Should I be constantly tired when training for a marathon? (Read 2285 times)


    I was also training for a sub-4 marathon earlier this year. I felt the same way you do now feeling tired ALL the time. If I had it to do all over again, I would cut back the overall mileage. I would do more speed work and make sure you get good, quality long runs. I also didn't run much the last two weeks before the marathon to let my legs get fully rested. That paid off in the end. Although I didn't make it under 4, I would have been longer than I was or not been able to run if I had sustained an injury. Keep working hard but make sure you are not just out there going through the motions. DB

    Tougher than most, dumber than the rest. "You can not count the miles until you feel them" TVZ

    I've got a fever...

      Definitely you shouldn't be tired all the time. Are you doing long runs every weekend? You may want to read this post -- I include a long excerpt on marathon training from a book that I have. Check it out...

      On your deathbed, you won't wish that you'd spent more time at the office.  But you will wish that you'd spent more time running.  Because if you had, you wouldn't be on your deathbed.

        Derek, Just to reinforce what's already been said. You can cut back on your mileage significantly and still run a sub-4 marathon. I am not fast, never trained like you are doing now, and have gone sub-4 on 2 of my 3 marathons (my first I ran just to finish). In training for my first marathon, I, too, ran way too much (even doing a 26 miler just before the taper) - looking back, I know I would never do that again. FWIW I used the Runners World "intermediate" with no problems www.runnersworld.com/article/0,7120,s6-238-244-255-6946-0,00.html. Good luck! Kenny D
          There's a wealth of great advice here already, and I'm no expert, but wanted to throw a couple things out there. When I asked about using the Pfitz plan and scaling it down some, you recommended that I just trim out the recovery runs. I'm thinking if you did that - it would put you right in the 40mpw neighborhood that were looking for and not have to change plans. Whether you dropped the speedwork or not could be a decision you could make based on feel on a week by week basis. The other things I've noticed (reading your blog) is that you were recently (1.5-2 weeks ago?) so sick that you couldn't run for a day or two, immediately followed by a business trip where you were having trouble with the heat and humidity. I'm not saying those things are all to blame, but I suspect they laid the groundwork for you to start feeling the way you do. I also noticed that your posts in your blog and running log were very positive right up until you got sick. Just sayin'. No matter what you decide, I know you will do well in Chicago, Derek!
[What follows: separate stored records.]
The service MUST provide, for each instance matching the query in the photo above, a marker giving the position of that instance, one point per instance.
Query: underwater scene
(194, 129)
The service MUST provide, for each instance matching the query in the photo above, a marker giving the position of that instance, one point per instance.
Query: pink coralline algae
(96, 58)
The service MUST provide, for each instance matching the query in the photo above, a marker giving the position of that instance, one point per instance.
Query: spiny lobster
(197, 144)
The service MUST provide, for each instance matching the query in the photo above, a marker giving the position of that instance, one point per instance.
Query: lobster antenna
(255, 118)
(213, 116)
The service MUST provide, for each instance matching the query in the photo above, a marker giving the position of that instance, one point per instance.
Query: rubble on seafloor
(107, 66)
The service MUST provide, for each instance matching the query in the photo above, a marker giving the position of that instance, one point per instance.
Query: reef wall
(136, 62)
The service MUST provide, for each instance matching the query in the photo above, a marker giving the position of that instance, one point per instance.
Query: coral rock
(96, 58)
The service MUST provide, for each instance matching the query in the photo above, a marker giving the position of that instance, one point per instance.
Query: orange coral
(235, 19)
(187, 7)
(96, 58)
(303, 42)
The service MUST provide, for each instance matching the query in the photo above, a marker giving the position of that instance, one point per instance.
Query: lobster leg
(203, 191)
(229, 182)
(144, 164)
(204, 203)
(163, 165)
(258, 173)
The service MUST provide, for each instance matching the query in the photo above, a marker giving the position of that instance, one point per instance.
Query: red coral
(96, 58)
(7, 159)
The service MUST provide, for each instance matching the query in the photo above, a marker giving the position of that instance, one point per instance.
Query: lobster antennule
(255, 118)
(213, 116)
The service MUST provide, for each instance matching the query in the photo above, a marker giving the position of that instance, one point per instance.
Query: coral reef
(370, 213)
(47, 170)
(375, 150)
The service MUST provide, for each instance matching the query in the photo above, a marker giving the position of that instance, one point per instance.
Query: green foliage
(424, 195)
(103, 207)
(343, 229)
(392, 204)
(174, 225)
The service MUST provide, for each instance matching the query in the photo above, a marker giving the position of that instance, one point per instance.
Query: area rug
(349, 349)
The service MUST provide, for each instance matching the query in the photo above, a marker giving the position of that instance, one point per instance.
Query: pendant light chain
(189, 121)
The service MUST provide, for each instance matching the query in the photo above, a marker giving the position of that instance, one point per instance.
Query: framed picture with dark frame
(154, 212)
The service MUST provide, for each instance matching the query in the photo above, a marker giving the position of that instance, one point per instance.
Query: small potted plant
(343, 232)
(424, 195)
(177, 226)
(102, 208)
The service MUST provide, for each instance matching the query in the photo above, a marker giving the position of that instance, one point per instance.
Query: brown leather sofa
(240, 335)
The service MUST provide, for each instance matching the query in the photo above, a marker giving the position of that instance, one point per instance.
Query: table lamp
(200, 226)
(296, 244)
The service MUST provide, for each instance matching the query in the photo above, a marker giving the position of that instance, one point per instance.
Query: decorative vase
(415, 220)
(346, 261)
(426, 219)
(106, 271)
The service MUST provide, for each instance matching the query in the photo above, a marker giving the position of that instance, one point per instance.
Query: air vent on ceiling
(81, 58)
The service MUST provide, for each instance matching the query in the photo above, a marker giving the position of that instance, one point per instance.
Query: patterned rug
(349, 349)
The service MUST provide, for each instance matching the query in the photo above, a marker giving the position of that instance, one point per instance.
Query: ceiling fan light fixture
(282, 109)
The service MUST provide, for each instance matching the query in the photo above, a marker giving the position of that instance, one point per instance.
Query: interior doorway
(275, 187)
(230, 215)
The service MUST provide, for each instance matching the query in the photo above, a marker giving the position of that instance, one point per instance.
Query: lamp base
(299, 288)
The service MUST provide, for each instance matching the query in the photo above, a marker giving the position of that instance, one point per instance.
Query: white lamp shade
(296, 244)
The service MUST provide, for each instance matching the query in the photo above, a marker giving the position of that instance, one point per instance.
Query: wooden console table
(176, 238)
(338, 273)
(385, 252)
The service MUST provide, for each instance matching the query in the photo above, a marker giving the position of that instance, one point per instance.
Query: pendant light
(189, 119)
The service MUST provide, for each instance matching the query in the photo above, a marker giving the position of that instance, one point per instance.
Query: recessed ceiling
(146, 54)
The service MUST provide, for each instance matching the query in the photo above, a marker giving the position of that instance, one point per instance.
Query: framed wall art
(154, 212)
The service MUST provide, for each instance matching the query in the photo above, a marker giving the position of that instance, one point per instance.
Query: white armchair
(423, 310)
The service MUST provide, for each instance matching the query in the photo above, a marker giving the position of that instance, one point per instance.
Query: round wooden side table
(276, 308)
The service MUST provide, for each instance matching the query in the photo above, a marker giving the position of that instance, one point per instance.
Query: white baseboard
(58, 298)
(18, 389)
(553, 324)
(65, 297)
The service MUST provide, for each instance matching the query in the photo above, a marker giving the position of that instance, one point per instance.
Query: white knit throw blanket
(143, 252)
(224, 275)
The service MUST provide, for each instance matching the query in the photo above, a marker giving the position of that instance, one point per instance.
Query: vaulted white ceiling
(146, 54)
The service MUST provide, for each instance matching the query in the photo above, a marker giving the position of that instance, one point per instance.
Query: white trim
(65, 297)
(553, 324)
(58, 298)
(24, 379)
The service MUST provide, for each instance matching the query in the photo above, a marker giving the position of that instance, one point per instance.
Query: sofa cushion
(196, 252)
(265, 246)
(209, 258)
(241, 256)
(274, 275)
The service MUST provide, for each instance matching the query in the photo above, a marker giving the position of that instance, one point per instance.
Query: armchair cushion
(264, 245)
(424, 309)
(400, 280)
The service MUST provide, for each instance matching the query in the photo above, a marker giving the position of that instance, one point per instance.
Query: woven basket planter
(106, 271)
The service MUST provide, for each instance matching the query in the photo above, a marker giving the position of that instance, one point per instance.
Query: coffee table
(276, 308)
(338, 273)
          When it’s all said and done, will you have said more than you’ve done?

            Your post caught my eye. Here are my two cents. Part of acheiving is pushing as close to the breaking point without breaking. Do do so, you need good judgement and you need to know and listen to your body. When I am pushing up the miles I am exhausted. My legs feel like rods and it is tough. That feeling is your legs turning to steel. I try to increase miles for 2 weeks straight and then drop by 5-10% on the third week. After that, go up again above the previous high. Concerning speed work, don't worry about anything but tempo runs. To break 4 hours you don't need speed, just as many miles under your belt as you can muster without snapping. Good luck.

            Gotta Flee Em All

              Part of acheiving is pushing as close to the breaking point without breaking.
              Yes. That is part of it. But the other critical part is rest. Without rest, your body never recovers from the pushing. And you break down. With rest, your body does recover, and then builds from all the pushing.